KKTC hata mıydı?

BM Genel Sekreteri Kofi Annan'ın Kıbrıslı taraflara sunduğu öneriler üzerinde yapılan yoğun tartışmalar çerçevesinde 1983'te KKTC'nin kurulmuş olmasının bazı çevrelerde eleştirildiği de anlaşılıyor.

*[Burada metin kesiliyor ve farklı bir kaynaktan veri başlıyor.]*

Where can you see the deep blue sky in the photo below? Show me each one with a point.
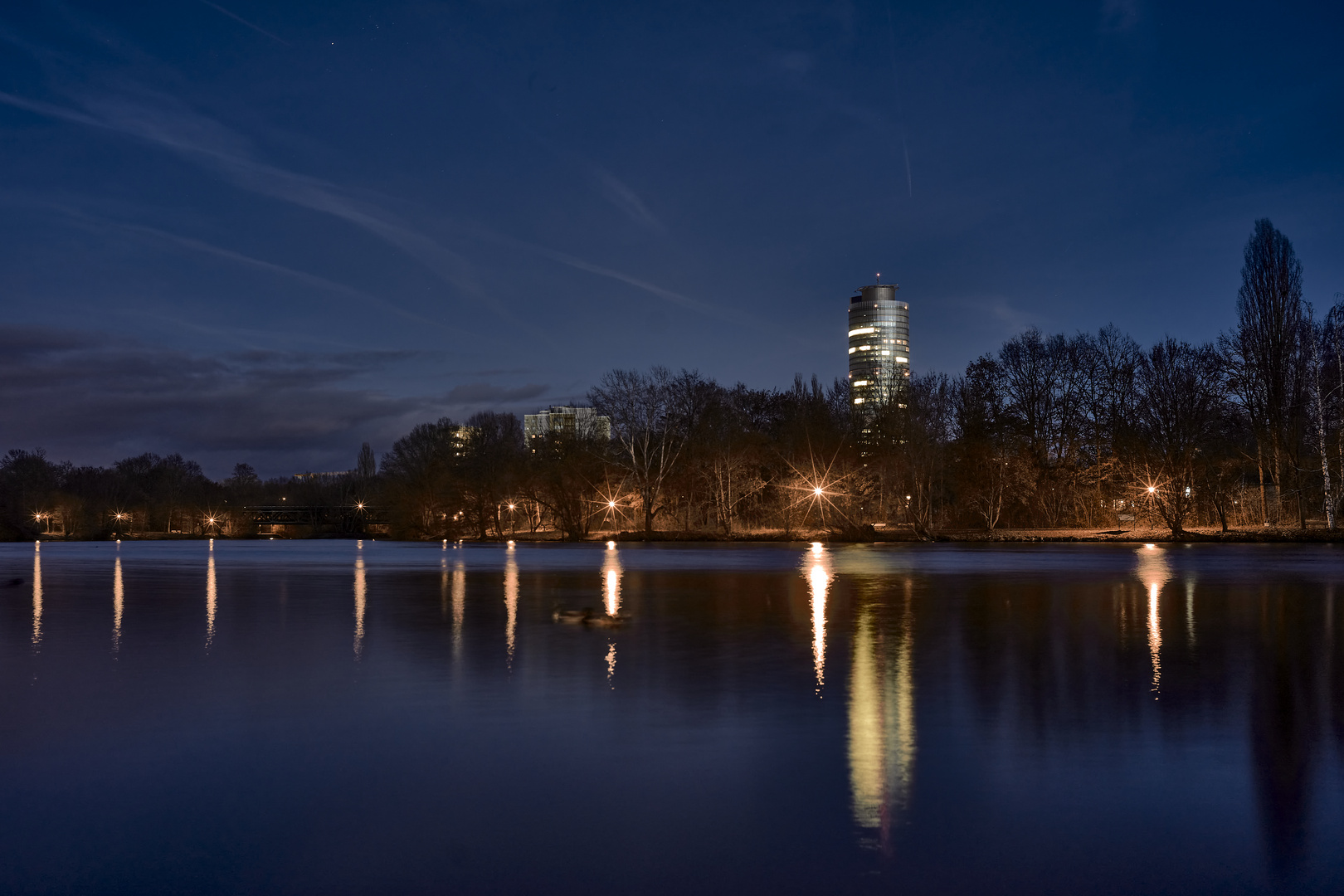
(266, 232)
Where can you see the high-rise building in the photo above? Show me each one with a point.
(562, 419)
(879, 345)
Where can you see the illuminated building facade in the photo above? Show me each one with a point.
(879, 347)
(562, 419)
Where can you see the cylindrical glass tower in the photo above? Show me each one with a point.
(879, 347)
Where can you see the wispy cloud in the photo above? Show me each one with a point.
(257, 264)
(626, 201)
(240, 19)
(166, 123)
(95, 397)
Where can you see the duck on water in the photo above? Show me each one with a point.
(587, 617)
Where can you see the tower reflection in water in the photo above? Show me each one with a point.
(816, 566)
(611, 602)
(212, 598)
(459, 605)
(119, 602)
(509, 601)
(360, 598)
(1155, 571)
(37, 594)
(882, 715)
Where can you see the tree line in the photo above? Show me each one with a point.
(1050, 431)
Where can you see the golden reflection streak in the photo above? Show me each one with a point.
(882, 719)
(442, 589)
(459, 605)
(509, 602)
(817, 582)
(360, 599)
(1155, 635)
(212, 599)
(1153, 571)
(1190, 610)
(119, 602)
(37, 594)
(611, 583)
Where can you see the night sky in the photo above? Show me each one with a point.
(268, 232)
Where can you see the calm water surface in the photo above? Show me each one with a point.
(403, 718)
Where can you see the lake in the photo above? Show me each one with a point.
(339, 716)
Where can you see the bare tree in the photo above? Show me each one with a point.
(1266, 348)
(650, 416)
(1181, 397)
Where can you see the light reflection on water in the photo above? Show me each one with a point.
(212, 599)
(819, 578)
(882, 716)
(459, 605)
(37, 594)
(991, 723)
(511, 602)
(1153, 571)
(119, 603)
(611, 583)
(360, 601)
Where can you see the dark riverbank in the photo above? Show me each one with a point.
(1312, 535)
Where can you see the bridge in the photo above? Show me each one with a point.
(299, 520)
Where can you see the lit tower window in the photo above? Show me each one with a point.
(879, 347)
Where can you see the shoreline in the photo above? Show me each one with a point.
(1203, 535)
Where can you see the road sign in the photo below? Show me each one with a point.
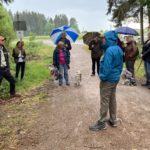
(20, 25)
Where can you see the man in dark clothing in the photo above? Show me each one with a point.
(65, 41)
(4, 67)
(146, 58)
(96, 53)
(110, 71)
(131, 53)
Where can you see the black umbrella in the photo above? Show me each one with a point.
(89, 36)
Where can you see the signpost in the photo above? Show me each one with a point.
(20, 27)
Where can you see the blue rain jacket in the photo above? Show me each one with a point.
(112, 62)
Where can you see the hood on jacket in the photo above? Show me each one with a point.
(111, 38)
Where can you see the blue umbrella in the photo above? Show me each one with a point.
(72, 35)
(126, 31)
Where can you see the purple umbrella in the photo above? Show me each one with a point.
(127, 31)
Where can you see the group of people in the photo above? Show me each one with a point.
(19, 56)
(115, 54)
(109, 69)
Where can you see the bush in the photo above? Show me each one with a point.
(6, 25)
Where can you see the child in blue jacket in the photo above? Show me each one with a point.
(61, 60)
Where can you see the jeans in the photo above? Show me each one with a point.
(94, 62)
(5, 73)
(20, 65)
(147, 71)
(108, 101)
(130, 66)
(63, 70)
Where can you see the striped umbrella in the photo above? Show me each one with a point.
(72, 35)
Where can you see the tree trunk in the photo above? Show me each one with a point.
(142, 25)
(148, 10)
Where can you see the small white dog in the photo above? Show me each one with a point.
(78, 78)
(127, 78)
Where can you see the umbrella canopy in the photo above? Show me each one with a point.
(72, 35)
(126, 31)
(89, 36)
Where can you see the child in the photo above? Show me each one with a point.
(61, 60)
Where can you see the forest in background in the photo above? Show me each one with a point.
(39, 24)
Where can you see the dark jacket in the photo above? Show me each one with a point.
(66, 42)
(131, 51)
(56, 57)
(96, 50)
(146, 51)
(6, 55)
(15, 54)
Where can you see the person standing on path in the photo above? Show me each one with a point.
(19, 55)
(131, 53)
(110, 71)
(96, 53)
(5, 69)
(146, 58)
(61, 60)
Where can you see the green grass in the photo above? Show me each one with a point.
(36, 70)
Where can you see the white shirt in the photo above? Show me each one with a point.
(3, 61)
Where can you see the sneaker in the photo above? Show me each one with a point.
(68, 84)
(93, 74)
(15, 95)
(98, 126)
(112, 124)
(60, 84)
(145, 84)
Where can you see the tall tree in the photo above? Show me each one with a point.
(121, 10)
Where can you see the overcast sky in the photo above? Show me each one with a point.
(90, 14)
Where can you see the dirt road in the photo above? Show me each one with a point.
(65, 116)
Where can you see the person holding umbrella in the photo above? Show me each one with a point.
(5, 69)
(146, 58)
(61, 60)
(110, 71)
(19, 55)
(96, 53)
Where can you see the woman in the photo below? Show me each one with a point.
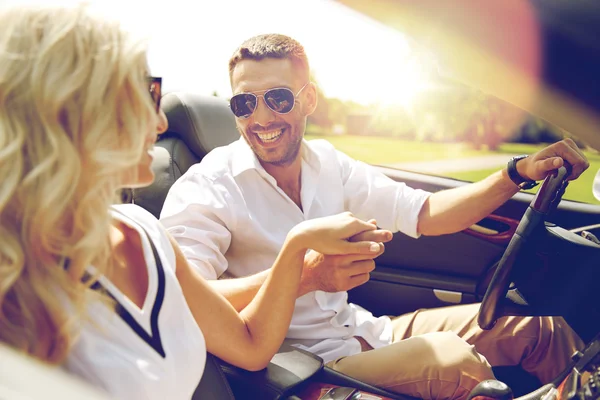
(103, 290)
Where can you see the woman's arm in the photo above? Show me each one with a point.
(250, 338)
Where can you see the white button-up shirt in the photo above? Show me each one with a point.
(231, 219)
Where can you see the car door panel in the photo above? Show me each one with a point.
(450, 269)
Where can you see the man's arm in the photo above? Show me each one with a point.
(453, 210)
(320, 272)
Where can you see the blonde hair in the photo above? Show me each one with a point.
(74, 113)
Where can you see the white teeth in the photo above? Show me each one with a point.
(270, 136)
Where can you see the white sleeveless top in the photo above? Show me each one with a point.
(156, 352)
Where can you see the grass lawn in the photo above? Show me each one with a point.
(578, 190)
(379, 150)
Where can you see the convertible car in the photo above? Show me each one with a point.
(535, 255)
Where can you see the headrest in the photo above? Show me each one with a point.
(202, 122)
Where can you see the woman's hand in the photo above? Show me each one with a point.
(329, 235)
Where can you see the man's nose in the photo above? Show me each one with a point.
(263, 115)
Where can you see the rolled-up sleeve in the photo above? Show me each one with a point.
(196, 213)
(370, 194)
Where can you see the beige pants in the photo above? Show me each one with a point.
(442, 353)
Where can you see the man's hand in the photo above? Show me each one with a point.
(537, 166)
(337, 273)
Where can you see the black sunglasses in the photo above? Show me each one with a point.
(155, 90)
(279, 100)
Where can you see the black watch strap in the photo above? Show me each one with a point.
(513, 174)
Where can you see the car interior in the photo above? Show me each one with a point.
(408, 276)
(534, 255)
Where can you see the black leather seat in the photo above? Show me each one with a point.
(197, 125)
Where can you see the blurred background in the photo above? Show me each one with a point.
(383, 98)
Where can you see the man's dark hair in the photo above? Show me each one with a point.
(271, 46)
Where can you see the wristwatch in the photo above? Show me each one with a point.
(513, 174)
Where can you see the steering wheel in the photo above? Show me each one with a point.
(544, 202)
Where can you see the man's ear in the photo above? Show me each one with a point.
(311, 98)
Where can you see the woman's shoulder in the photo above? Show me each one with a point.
(147, 222)
(135, 212)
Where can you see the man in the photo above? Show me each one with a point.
(231, 213)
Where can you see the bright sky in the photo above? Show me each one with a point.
(190, 42)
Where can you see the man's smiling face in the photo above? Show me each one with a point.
(274, 138)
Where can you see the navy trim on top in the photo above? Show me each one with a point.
(154, 339)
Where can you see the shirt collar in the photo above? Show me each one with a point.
(245, 159)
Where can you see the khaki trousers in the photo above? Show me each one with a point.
(442, 353)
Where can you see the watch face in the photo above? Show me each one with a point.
(528, 185)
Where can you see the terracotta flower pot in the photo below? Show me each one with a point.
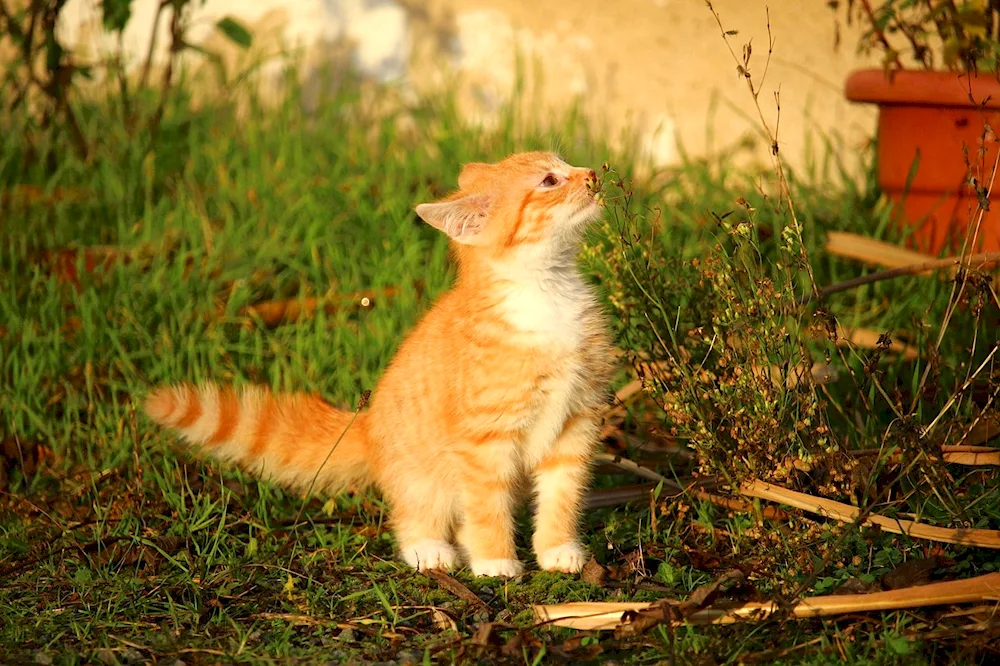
(931, 115)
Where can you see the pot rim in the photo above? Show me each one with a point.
(924, 88)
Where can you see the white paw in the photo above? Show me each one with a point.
(430, 554)
(505, 568)
(568, 558)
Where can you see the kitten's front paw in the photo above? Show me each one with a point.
(504, 568)
(430, 554)
(568, 558)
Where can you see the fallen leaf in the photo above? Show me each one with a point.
(914, 572)
(443, 621)
(593, 573)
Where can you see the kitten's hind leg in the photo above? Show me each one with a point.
(561, 478)
(424, 529)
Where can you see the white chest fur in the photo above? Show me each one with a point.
(549, 309)
(549, 305)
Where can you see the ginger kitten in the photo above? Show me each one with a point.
(497, 391)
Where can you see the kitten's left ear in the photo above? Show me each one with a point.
(463, 219)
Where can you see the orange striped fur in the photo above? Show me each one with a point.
(496, 393)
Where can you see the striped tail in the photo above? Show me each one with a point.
(291, 439)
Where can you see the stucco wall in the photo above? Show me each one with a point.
(658, 66)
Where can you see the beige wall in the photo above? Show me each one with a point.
(654, 65)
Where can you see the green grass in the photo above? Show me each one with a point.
(116, 546)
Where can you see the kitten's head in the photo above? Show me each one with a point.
(528, 204)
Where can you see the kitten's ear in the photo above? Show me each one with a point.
(472, 172)
(462, 219)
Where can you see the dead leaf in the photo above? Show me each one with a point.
(593, 573)
(914, 572)
(442, 620)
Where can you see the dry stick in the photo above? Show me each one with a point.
(957, 455)
(956, 289)
(593, 616)
(733, 504)
(871, 251)
(987, 258)
(847, 513)
(456, 588)
(955, 396)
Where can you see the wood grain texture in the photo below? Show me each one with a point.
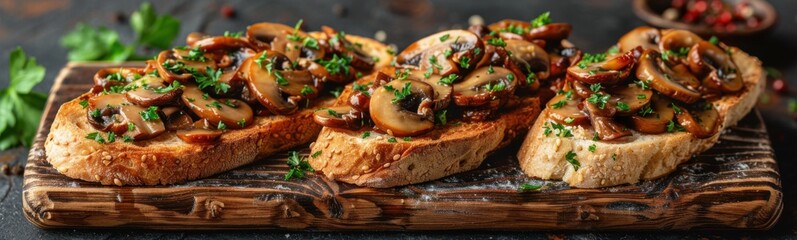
(734, 185)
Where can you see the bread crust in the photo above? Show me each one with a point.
(166, 159)
(374, 162)
(646, 156)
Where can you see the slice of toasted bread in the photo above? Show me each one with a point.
(166, 159)
(374, 161)
(644, 156)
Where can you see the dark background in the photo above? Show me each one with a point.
(37, 26)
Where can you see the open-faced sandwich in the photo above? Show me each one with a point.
(215, 104)
(453, 98)
(637, 111)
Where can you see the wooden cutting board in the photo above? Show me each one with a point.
(735, 185)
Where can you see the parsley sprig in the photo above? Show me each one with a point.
(298, 165)
(87, 43)
(20, 106)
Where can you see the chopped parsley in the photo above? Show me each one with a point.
(361, 88)
(645, 111)
(336, 65)
(622, 106)
(233, 34)
(674, 127)
(444, 37)
(96, 136)
(150, 114)
(542, 20)
(496, 42)
(95, 113)
(214, 104)
(599, 99)
(527, 187)
(644, 84)
(211, 79)
(441, 117)
(448, 80)
(316, 154)
(464, 62)
(169, 88)
(310, 43)
(196, 54)
(570, 157)
(336, 91)
(591, 58)
(676, 109)
(307, 90)
(559, 104)
(500, 86)
(714, 40)
(400, 95)
(613, 50)
(298, 166)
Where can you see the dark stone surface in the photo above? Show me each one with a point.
(38, 25)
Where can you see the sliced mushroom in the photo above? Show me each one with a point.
(108, 119)
(602, 72)
(442, 92)
(176, 119)
(221, 43)
(339, 117)
(561, 59)
(106, 78)
(409, 116)
(677, 85)
(674, 40)
(550, 32)
(483, 88)
(261, 35)
(445, 52)
(153, 91)
(142, 129)
(530, 57)
(232, 112)
(655, 119)
(645, 37)
(628, 99)
(566, 111)
(171, 68)
(716, 66)
(701, 120)
(263, 84)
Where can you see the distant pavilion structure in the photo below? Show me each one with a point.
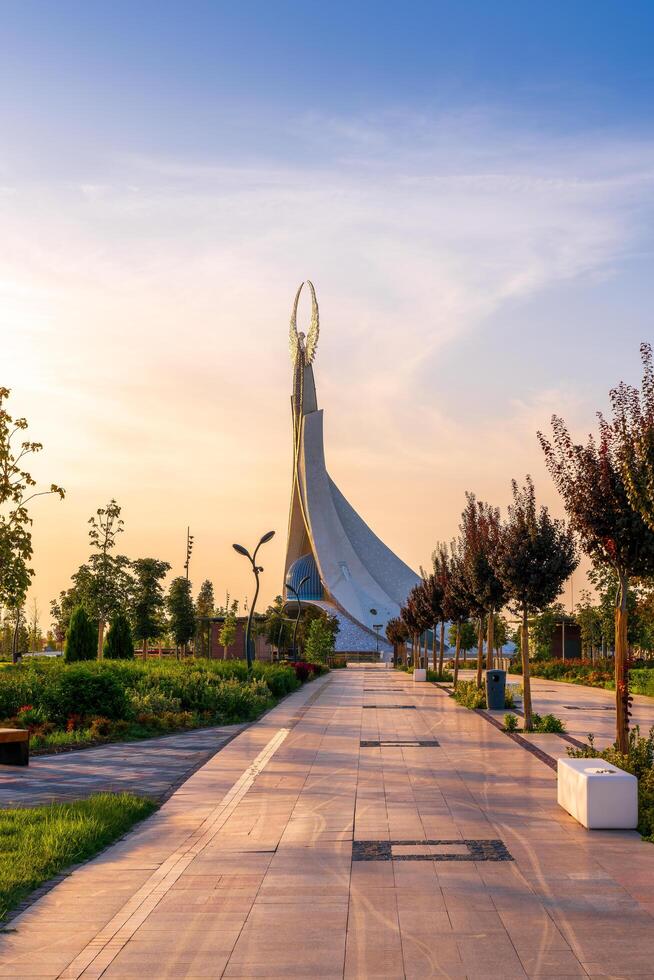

İleri sürülen sav, aşağı yukarı şöyle: Bağımsızlık Kuzey Kıbrıs'ta yepyeni bir ortam yarattı, geri dönüşü olamayan bir süreç olarak algılandı, milli egemenlik duygusunu perçinledi, beklentileri çözümden Türkiye ile bütünleşmeye çevirdi. KKTC'nin kurulmasını destekleyenlerin şimdi Annan'ın önerilerine sıcak bakmaları aslında bir çelişkidir. Kuzey Kıbrıs 1983'ten önce olduğu gibi, ‘‘Kıbrıs Türk Federe Devleti’’ (KTFD) olarak kalsaydı çözüm daha kolay olurdu.

* * *

Kuzey Kıbrıs'ın bağımsızlığını desteklemiş olan hükümette, Dışişleri Bakanı olduğumdan konu üzerinde biraz durmak istiyorum. İlk önce şunu belirteyim ki, yapılan eleştirinin mantıki bir tarafı olduğunu peşinen reddedemem. Ne var ki zamanın koşulları göz önünde tutulmadan ve bağımsızlığın çeşitli açılardan sonuçları irdelenmeden geçerli bir değer yargısına varmak zordur. 1983'te Türkiye ve KTFD ciddi güçlüklerle karşı karşıya kalmışlardı. Türk tarafının özlü toprak ayarlamalarını da içeren çözüm önerilerini sistematik şekilde reddeden Rum tarafı, Birleşmiş Milletler Genel Kurulu'ndan tamamen kendi görüşlerini yansıtan bir karar çıkartmayı başarmıştı. Kıbrıs Türkleri'nde toplumsal çöküntü emareleri belirmişti. O tarihte bizi endişeye sevk eden bir başka nokta daha vardı. Görev süresi bitince Denktaş'ın yeniden seçilmesine KTFD Anayasası imkán vermiyordu. Denktaş'ın müstesna liderlik yeteneklerinden kader mücadelelerinin en kritik anında Kıbrıs Türklerini mahrum bırakmak basiretsizlik olurdu. Bunun dışında bağımsızlığın Türk tarafının müzakere kozlarını artıracağını da düşünüyorduk. Esasen müzakere pozisyonunda değişiklik yapılmamıştı. İki bölgeli, iki milli unsurlu, siyasal eşitliğe dayanan bir çözüm amaçlandığı bağımsızlık bildirisinde yer almıştı.

* * *

KKTC'nin kurulması ilk zamanlarda sancılı oldu. Hiç değilse bazı ülkelerin yeni devleti tanımaları yönündeki beklentiler ABD'nin çok sert tepkisi yüzünden gerçekleşmedi. Yeni anayasa, Denktaş'ın tekrar seçilmesine olanak verdiyse de etkin bir yönetimin koşullarını yaratamadı. Fakat buna karşın Türk toplumu çok daha kuvvetli bir kişilik geliştirdi. Kuzey Kıbrıs'ın müzakere sürecindeki ağırlığı arttı. 1985, 1986 ve 1992'de BM genel sekreterlerinin sunduğu öneriler Türk tezlerine her zamandan daha yakındı. O kadar ki Kofi Annan'ın son çözüm paketinin bazı alanlarda bunların gerisinde kaldığı görülüyor.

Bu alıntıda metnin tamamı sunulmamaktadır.